Applicability, Limitations and Justification

It is true that the use of heuristics for modelling can be seen as extremely reductionist: representing users as bundles of rules is close to treating “the human as a system component” (Jääskö & Keinonen, 2006, 2010; Rasmussen, 1986, p. 61), maybe even the “trivial machine” of von Foerster (2002). The intention is, nevertheless, to represent, via a very simple modelling approach, the contexts in which interaction behaviour occurs with the products and services we design.

While simple statements of “if... then” heuristics will not capture many of the nuances of the situated strategies people use, they do permit a more granular framing of problems and possible solutions than a number of existing approaches to design for behaviour change, and indeed than conventional approaches to mental models. There are, of course, risks of oversimplification, and even of stereotyping users or user groups, but being able to elaborate multiple levels of abstraction–describing problems in multiple ways based on insights from users themselves–goes some way towards mitigating this. As with the use of personas in user-centred design, avoiding stereotyping while still producing useful descriptions of individuals (and their behaviour) is a challenge, probably best addressed through triangulation, using multiple research methods to compose more informed representations.

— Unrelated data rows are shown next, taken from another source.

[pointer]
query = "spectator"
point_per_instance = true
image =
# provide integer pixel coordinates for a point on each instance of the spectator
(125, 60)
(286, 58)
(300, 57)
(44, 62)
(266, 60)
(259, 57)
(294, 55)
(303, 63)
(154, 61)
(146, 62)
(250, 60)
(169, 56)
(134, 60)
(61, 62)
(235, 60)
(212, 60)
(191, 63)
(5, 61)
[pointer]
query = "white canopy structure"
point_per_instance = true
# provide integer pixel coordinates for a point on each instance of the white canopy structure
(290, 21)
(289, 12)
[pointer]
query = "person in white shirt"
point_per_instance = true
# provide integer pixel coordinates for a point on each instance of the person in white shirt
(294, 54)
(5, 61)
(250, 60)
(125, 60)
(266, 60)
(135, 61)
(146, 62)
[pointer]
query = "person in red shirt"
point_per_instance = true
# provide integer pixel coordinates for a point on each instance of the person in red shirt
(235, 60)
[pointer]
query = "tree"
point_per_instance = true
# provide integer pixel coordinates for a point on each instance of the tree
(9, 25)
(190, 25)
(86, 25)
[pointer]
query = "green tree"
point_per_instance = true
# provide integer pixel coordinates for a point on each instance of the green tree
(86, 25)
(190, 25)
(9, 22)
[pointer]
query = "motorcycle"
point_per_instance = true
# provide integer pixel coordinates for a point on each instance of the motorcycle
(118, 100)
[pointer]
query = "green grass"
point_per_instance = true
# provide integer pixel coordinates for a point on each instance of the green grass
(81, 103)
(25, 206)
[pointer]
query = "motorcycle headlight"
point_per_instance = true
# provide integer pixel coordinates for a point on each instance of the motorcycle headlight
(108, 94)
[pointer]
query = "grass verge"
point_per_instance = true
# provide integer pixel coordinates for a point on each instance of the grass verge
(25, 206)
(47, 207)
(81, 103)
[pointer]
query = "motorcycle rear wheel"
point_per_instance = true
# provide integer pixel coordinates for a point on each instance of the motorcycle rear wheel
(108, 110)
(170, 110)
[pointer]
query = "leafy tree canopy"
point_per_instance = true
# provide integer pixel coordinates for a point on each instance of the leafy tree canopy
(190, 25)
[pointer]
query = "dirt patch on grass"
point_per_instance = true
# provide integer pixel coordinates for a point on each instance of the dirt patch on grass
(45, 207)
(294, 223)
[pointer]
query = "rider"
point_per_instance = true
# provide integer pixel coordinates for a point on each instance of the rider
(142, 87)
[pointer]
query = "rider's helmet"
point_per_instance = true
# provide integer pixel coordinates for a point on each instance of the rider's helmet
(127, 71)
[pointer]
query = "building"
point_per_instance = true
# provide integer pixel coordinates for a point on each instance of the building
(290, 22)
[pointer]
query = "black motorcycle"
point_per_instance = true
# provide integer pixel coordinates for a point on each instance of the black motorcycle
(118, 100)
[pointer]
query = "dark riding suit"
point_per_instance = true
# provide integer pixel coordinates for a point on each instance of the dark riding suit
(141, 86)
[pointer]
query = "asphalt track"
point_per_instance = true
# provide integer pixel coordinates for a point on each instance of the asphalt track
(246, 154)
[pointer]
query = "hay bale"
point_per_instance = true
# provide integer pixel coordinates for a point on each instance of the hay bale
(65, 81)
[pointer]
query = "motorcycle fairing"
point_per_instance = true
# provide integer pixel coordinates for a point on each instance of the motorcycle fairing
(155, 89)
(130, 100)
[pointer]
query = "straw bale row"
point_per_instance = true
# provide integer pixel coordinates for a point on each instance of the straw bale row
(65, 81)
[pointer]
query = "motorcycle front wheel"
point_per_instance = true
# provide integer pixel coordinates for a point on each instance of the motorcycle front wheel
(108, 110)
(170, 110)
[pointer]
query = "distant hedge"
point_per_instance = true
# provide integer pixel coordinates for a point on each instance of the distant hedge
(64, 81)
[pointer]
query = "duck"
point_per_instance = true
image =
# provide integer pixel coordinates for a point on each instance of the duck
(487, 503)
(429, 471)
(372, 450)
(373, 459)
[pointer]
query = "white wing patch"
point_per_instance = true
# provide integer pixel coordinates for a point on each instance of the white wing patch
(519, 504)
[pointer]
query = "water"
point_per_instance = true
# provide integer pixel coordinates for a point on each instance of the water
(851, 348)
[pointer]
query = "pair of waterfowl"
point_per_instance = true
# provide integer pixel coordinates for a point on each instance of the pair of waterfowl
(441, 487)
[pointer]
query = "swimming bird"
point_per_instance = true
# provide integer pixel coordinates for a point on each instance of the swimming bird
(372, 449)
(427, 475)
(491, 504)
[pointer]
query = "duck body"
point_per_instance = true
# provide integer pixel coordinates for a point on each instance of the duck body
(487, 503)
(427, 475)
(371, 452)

The heuristics approach focuses on individuals (and individual decision-making, even when referenced to others) rather than taking into account the wider ecology of interaction situations (Forlizzi, 2008), and this will affect the situations where heuristics are useful in design. For example, if research with individual users is not possible, is it feasible to extract heuristics usefully from automatically generated data such as web analytics? What about physical products where this kind of tracking is not possible? Can ‘revealed’ heuristics, without the elaboration provided by the ‘5 Whys’ stage, still be useful, or will this level of abstraction be simply too far away from the users themselves? In some circumstances, possibly–for example cases relating to safety, where designers may want to change people’s behaviour regardless of the level of users’ understanding (see Lockton et al., 2012 for a discussion)–but this misses the benefits which the process outlined in this paper can offer.

If heuristics can be derived from empirical user research, they can help ensure that users themselves, and their understanding of situations, are included in the design process. As far as designing behaviour change goes, we believe that this is not just desirable, but essential.

Acknowledgements

Thanks to Sebastian Deterding, Hans-Bredow-Institut für Medienforschung, Hamburg, Luke Nicholson of More Associates and Megan Ellinger, The National Academies, Washington, DC, for suggestions on the ideas described in this paper; Sebastiano Giudice for his interviews with University of Warwick staff; interviewees at the Department of Energy & Climate Change and Brunel University; and our workshop participants. This work was funded by the Technology Strategy Board, who played no part in the study design.